While the workers' struggles escalated and the strikes multiplied, another drama, the most serious of all, was increasingly taking hold. brigade terrorism, which made Mirafiori its preferred target: more than forty of his paintings and leaders were shot in the legs in those years by the Mirafiori Red Brigade column.
was inOctober 1980 that Mirafiori became a symbol of the most "irreparable" workers defeat, not only in Fiat but in the country, from which the opposing trade union has never recovered.
After more than a month of union blockade of the plant to counter the company's extraordinary redundancy fund provision, on 14 October a silent procession through the central streets of Turin of thousands of Fiat workers who wanted to go back to work (gone down in history as the "march of the forty thousand”) was the element that resolved the conflict.
With the "glorious" defeat of the conflict union, the rules of civil life are re-established and the reformist and participatory union acquires more and more consensus over the years until January 15, 2011, when the workers of Mirafiori express themselves with a majority Referendum for Sergio Marchionne's plan to leave Confindustria and implement the new Fiat Employment Contract.
On an industrial level, however, Mirafiori had long since lost its role as the "production centrality" of the Fiat system.
With the development of the plants in the south of Cassino, Pomigliano and Melfi, and in Poland of Tichy, the production of Mirafiori cars goes down from one million per year in the late 1980s to XNUMX per year in the XNUMXs, reaching around XNUMX at the beginning of the XNUMXs.
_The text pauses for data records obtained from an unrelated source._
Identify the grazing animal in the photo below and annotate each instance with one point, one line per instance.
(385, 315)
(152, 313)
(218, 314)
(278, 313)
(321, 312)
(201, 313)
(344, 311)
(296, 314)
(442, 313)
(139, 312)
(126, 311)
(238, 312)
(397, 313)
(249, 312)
The drop in production volumes proportionally corresponds to the drop in workers who from sixty thousand in XNUMX are reduced to only a few thousand.
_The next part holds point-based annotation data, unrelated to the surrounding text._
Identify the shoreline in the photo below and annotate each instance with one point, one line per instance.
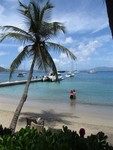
(93, 118)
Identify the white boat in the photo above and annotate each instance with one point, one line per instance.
(52, 77)
(69, 74)
(92, 71)
(20, 74)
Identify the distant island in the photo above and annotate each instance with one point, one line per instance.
(98, 69)
(102, 69)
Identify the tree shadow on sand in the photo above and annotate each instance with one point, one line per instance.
(50, 117)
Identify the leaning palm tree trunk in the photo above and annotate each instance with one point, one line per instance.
(23, 99)
(109, 5)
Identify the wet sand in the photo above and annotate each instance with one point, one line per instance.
(93, 118)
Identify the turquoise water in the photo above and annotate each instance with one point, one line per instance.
(91, 89)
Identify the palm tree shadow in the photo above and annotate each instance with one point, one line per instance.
(50, 117)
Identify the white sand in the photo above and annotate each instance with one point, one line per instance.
(91, 117)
It will be in 2010 that Sergio Marchionne, to relaunch and consolidate Mirafiori, will revolutionize the production structure of the plant from "generalist" in which end-of-series cars were now being produced and increasingly declining (such as Idea, Lancia Musa, Multipla, Alfa 166 or Lancia Thesis) to exclusive manufacturer of high-end cars such as Maserati.
Today what was once the largest factory in Italy, a true symbol of industrialism, has taken up its new challenge: one in which research, innovation and expertise support the mobility of the future, starting with the cars that will be produced right at Mirafiori, the electric 500 and the electric Maseratis, not neglecting any contributions to autonomous driving deriving from the announced merger of FCA and PSA.